Cependant, écrire, c’est la seule noblesse de l’écrivain, sa seule manière de participer aux luttes de la vie, et à la lutte contre la société insupportable à laquelle ces gens veulent nous soumettre. Il n’existe pas d’écrivain qui puisse se taire. S’il se tait, c’est que ce n’est pas un vrai écrivain. Et si un vrai écrivain se tait, il meurt. Et puis, si ce n’est pas pour aller « trop loin », quel intérêt y a-t-il à la liberté d’expression ?

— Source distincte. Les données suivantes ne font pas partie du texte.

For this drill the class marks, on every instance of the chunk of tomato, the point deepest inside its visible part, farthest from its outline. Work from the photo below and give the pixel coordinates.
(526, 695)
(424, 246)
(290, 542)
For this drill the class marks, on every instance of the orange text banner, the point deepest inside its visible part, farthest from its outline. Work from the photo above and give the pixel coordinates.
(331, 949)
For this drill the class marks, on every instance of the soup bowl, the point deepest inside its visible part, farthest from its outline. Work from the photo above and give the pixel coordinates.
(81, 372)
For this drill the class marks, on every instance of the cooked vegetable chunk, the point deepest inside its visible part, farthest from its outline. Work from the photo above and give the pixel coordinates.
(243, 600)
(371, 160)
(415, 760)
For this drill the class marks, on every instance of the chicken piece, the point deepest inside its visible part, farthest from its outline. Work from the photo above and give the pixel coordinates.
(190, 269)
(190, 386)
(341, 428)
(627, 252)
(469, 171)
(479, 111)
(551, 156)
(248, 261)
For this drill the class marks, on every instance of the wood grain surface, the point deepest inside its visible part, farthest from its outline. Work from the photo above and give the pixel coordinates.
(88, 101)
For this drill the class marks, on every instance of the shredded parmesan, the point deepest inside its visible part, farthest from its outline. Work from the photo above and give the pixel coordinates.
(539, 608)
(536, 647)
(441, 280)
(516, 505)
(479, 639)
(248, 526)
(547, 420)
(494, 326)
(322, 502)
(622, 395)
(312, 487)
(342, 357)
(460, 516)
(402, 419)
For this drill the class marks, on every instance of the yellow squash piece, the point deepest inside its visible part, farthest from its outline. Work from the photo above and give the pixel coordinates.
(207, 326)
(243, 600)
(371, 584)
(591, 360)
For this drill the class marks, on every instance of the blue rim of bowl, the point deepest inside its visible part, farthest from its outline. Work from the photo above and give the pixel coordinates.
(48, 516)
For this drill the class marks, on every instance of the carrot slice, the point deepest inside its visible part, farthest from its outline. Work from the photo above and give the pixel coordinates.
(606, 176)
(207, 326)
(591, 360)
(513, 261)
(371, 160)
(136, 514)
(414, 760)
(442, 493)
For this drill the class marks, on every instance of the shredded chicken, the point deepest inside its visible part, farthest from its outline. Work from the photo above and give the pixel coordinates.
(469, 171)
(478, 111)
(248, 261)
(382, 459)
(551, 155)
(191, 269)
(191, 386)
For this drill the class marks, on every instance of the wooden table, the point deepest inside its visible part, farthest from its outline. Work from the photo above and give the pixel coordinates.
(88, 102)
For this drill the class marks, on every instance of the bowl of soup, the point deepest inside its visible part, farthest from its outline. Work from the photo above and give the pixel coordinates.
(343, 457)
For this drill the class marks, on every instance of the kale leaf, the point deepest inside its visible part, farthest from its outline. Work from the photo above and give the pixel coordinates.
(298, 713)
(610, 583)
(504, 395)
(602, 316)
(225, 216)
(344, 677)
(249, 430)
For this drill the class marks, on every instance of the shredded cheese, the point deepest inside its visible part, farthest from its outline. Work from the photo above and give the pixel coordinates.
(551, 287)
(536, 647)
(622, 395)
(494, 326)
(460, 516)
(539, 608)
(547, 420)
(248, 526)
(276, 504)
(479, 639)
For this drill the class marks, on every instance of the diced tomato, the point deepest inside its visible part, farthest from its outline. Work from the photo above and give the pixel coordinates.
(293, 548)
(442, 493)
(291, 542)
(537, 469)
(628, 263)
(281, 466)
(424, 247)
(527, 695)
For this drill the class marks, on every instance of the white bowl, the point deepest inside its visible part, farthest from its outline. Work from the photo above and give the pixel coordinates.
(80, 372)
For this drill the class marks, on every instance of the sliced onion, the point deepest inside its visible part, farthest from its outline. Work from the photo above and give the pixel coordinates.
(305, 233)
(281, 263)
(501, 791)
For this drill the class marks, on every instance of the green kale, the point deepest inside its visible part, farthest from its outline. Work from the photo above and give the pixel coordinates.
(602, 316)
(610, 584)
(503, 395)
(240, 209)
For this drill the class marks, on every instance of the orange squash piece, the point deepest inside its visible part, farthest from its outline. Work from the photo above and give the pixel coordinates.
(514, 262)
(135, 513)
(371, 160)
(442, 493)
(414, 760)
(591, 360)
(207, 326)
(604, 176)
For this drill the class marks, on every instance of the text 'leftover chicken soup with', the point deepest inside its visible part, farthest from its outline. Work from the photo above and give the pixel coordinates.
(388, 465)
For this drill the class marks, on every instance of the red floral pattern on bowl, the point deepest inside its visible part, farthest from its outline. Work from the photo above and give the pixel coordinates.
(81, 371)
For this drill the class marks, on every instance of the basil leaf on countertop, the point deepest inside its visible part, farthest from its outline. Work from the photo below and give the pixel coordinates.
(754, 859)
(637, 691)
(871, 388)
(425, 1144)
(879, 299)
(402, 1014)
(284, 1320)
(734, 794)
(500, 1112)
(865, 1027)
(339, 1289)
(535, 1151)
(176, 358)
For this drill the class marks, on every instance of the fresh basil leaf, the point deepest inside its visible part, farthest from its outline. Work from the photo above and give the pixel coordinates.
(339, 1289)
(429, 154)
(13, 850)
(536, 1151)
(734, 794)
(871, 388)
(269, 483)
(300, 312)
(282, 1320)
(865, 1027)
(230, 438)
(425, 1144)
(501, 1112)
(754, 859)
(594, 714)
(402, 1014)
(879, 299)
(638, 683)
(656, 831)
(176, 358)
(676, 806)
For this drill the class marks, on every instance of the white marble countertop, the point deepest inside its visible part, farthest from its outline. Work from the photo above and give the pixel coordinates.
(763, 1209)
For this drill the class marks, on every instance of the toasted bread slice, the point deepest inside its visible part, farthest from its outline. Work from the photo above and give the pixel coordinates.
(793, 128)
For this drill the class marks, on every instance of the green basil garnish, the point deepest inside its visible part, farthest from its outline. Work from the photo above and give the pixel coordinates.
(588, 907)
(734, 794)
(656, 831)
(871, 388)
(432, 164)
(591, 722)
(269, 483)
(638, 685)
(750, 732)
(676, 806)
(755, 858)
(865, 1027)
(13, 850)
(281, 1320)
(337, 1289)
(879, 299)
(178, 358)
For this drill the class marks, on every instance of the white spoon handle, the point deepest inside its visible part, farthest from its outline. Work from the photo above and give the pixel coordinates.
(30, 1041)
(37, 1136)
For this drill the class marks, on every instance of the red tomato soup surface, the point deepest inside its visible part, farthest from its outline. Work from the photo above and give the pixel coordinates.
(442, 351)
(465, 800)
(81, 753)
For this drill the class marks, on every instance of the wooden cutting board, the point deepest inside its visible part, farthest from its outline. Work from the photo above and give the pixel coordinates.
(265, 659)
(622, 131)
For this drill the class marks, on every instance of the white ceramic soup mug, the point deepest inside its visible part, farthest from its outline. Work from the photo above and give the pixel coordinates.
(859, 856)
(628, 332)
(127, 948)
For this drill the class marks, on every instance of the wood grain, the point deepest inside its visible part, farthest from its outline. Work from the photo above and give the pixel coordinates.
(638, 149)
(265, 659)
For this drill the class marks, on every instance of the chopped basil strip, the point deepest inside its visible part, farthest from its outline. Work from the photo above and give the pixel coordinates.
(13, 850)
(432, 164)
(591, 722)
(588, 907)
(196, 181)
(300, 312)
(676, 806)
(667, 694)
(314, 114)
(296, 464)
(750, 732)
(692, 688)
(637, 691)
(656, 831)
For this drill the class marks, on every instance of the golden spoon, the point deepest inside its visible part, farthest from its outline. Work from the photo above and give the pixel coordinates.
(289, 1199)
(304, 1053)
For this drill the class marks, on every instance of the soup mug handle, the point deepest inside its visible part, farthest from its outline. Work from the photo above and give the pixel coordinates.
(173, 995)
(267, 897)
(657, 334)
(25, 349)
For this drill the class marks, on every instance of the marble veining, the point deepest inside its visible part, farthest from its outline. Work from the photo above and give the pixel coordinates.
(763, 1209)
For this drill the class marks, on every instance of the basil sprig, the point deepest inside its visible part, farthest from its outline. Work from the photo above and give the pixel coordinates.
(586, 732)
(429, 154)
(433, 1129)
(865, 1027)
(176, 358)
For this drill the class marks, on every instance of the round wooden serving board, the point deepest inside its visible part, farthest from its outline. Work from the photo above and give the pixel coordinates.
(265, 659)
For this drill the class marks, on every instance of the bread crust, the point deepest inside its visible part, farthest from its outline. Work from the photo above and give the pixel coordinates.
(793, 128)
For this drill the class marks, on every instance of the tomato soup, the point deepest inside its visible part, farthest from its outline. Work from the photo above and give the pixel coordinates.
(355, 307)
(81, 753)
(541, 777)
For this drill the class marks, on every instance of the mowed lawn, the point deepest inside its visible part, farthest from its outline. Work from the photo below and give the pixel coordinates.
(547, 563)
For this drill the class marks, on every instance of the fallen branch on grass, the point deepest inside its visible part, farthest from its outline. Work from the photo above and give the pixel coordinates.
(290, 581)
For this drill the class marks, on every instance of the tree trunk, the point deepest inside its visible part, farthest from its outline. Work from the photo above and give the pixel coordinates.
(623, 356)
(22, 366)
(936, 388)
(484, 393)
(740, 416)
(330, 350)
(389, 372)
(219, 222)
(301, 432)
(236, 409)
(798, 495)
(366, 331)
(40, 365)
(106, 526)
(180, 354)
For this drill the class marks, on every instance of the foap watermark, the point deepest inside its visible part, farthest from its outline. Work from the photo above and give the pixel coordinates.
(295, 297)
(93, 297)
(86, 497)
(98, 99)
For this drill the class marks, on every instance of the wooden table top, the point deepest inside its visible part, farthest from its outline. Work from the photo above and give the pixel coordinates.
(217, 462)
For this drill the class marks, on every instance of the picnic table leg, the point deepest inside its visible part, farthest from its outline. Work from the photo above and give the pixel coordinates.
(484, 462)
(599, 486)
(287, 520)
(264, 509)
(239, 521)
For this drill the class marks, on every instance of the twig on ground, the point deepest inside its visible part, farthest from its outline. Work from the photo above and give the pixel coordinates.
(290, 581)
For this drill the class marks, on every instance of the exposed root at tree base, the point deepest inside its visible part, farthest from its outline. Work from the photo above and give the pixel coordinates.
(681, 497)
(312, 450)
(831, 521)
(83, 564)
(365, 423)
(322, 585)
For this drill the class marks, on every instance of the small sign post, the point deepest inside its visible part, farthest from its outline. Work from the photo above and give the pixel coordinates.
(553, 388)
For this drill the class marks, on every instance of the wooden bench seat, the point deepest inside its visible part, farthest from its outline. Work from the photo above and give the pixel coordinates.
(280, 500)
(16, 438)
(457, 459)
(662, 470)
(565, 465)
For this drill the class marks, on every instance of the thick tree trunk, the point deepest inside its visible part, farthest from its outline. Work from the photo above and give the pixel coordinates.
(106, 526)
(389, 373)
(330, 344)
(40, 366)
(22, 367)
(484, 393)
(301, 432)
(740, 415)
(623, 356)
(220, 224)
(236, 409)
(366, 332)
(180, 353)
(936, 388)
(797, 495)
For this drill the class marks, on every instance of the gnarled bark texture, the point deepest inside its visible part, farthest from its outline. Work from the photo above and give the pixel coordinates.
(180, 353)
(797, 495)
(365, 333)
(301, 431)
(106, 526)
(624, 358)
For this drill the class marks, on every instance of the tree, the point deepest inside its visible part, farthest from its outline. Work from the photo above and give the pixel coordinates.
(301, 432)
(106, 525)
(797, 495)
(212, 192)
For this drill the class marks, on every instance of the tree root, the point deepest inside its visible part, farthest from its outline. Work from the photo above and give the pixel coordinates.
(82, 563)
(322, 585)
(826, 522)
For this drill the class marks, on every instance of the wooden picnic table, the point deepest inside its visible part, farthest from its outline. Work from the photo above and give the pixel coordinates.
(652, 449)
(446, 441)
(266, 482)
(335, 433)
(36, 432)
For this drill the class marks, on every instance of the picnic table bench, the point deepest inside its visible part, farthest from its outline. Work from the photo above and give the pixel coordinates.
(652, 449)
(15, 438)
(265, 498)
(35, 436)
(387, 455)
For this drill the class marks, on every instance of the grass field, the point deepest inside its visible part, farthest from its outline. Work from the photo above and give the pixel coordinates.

Dans une société normale, la liberté d’expression signifie protéger l’expression de toutes les opinions, et pas seulement les opinions qui ont la faveur du pouvoir ou de tout le monde. Dire quelque chose qui plaît à tout le monde, c’est facile. La véritable liberté d’expression, c’est à l’inverse de pouvoir formuler des opinions qui heurten l’État ou une partie de la population. C’est ça la liberté d‘expression, c’est de pouvoir exprimer ce qui dérange. N’avoir le droit de dire que ce qui plaît, ou ce avec quoi la majorité est d’accord, ce n’est pas de la liberté. À l’évidence et en conséquence logique, de toutes les opinions existantes, celle qui doit être par-dessus tout protégée dans son expression c’est précisément l’opinion minoritaire, ou celle qui choque, soit le parfait opposé de la situation actuelle puisque nous vivons dans l’inversion des normes. Sans cette protection, on bascule de fait dans la dictature de la pensée.